Ich blieb auf der Schwelle stehen. Tiro drängte sich hinter
mich und sah über meine Schulter. Rufus hielt sich im
Hintergrund.
    Der hagere
Nörgler schnaubte verächtlich und starrte mürrisch
auf sein Essen. »Für das, was du vorhast, Aufilia, ist
dieser Raum zu klein. Kannst du dir nicht einen anderen leeren Raum
suchen mit einem Diwan, der groß genug für euch drei
ist?«
    »Felix!«
zischte der andere, stieß den Kollegen mit seinem pummeligen
Ellenbogen an und gestikulierte heftig. Felix blickte auf und
erbleichte, als er den Ring an meinem Finger sah. Er hatte gedacht,
wir wären alle drei Sklaven, die nach einem Platz suchten,
ihre eigene Party zu feiern.
    »Vergib mir,
Bürger«, flüsterte er und verbeugte sich. Sie
verfielen in Schweigen und warteten darauf, daß ich etwas
sagte. Vorher waren sie menschliche Wesen gewesen, der eine hager
und reizbar, der andere fett und gutmütig, mit lebendigen
Gesichtern im warmen Licht, die aßen und sich mit dem
Mädchen kabbelten. Von einem Augenblick zum nächsten
waren ihre Gesichter grau und beliebig geworden, mit derselben
leeren Miene, die jeder Sklave jedes strengen Herrn aufsetzte, der
je in Rom gelebt hatte.
    »Schaut mich
an«, sagte ich. »Schaut mich an! Und wenn ihr nicht zu
Ende essen wollt, stellt eure Schalen ab und steht auf, damit ich
euch in die Augen sehen kann.

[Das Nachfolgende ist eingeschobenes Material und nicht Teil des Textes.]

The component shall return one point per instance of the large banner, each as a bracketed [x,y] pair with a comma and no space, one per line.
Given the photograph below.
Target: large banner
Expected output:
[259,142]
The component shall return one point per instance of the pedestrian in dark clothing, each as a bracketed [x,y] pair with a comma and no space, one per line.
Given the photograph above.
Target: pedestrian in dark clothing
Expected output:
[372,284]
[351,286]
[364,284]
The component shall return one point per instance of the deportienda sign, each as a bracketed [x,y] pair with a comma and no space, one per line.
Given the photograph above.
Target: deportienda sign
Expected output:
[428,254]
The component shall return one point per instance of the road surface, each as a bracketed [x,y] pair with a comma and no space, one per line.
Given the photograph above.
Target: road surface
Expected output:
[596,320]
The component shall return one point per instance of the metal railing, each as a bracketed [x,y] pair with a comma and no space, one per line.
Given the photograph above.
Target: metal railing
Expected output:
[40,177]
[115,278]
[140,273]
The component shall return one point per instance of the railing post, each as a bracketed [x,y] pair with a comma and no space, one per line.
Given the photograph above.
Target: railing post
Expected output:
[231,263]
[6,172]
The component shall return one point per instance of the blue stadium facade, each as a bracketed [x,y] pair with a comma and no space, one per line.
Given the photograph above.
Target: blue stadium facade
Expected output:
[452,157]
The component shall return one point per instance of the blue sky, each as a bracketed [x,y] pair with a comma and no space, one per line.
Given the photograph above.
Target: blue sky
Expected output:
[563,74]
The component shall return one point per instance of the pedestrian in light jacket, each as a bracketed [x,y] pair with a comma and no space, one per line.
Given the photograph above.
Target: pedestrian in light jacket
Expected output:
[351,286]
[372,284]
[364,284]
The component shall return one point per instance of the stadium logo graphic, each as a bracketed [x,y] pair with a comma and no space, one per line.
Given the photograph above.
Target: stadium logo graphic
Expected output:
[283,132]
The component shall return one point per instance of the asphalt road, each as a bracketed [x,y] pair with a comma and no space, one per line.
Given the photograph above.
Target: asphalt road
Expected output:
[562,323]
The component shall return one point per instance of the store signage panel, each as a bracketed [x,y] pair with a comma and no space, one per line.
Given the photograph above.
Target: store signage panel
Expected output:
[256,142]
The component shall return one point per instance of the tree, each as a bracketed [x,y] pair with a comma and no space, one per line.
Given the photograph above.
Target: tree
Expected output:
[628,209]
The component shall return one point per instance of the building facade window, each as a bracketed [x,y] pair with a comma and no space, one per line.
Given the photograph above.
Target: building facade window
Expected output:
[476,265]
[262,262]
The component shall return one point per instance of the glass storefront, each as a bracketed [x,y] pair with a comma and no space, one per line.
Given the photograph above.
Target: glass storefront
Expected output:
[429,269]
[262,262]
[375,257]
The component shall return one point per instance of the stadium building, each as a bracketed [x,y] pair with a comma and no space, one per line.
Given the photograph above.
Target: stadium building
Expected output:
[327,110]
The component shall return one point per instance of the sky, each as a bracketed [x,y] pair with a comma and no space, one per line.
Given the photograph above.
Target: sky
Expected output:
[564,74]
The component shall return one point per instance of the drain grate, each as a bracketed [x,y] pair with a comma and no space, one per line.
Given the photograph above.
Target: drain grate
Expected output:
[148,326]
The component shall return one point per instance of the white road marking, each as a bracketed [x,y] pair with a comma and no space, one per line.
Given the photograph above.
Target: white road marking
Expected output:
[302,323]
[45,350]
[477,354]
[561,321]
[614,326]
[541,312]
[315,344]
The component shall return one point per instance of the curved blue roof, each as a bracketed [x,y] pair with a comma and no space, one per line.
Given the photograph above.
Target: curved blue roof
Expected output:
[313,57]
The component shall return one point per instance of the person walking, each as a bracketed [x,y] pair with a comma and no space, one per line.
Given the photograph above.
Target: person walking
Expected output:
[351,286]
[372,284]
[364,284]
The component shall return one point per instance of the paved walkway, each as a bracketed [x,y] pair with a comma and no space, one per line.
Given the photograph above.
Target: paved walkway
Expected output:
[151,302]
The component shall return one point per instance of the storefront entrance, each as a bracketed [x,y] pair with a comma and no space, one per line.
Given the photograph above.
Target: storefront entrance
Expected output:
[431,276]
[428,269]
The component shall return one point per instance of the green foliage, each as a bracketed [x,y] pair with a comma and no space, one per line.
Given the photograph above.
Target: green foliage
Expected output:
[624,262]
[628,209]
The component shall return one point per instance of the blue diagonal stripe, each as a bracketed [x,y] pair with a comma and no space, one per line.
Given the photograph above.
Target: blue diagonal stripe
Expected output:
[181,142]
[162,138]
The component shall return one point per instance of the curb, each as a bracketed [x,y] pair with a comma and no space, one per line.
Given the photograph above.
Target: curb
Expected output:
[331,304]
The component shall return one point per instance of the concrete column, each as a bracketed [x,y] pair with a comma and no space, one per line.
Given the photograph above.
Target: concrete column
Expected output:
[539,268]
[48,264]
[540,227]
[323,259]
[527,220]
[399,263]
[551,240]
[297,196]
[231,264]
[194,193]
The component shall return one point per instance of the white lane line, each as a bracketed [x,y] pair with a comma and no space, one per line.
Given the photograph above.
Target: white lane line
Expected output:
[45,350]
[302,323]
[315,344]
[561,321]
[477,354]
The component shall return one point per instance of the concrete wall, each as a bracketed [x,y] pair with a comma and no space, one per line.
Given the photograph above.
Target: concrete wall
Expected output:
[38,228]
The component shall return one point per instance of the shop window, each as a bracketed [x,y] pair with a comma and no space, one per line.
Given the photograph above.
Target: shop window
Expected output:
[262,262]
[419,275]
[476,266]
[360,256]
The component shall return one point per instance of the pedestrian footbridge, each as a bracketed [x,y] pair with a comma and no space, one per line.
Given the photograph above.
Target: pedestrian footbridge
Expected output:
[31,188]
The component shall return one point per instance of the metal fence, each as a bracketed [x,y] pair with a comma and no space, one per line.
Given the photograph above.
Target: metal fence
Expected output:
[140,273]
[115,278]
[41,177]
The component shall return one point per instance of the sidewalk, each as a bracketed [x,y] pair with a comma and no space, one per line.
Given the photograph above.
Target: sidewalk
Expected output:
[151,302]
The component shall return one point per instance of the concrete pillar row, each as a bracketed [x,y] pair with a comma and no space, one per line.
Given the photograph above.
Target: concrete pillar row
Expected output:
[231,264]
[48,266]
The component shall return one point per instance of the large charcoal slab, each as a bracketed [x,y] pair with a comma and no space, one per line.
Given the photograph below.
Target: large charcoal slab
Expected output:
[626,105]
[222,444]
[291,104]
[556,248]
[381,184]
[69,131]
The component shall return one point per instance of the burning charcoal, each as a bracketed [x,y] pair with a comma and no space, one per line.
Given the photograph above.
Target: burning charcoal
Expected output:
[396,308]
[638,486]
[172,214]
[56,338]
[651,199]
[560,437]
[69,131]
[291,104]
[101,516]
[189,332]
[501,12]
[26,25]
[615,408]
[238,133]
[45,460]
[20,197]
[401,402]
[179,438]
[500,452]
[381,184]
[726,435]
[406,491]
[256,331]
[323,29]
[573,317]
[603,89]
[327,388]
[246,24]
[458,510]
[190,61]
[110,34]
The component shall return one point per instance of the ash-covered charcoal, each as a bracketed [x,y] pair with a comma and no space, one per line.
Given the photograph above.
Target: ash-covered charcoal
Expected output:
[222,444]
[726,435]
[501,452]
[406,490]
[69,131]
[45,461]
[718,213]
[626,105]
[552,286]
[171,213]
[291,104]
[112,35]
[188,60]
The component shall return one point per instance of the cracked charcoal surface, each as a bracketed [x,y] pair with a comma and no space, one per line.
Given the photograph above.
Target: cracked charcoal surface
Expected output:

Wir haben nicht viel
Zeit.«      
    *
    »Bevor man es
sehen konnte, hatte er das Messer gezückt«, sagte Felix.
»Blitzartig.«
    »Ja, im wahrsten
Sinne des Wortes blitzartig!« Chrestus stand hinter ihm und
rieb sich nervös seine Patschhände, wobei sein Blick
zwischen meinem Gesicht und dem seines Freundes hin und her
wanderte.
    Nachdem ich
erklärt hatte, wer ich war und was ich wollte, hatten sie
erstaunlich bereitwillig, ja geradezu eifrig begonnen zu reden.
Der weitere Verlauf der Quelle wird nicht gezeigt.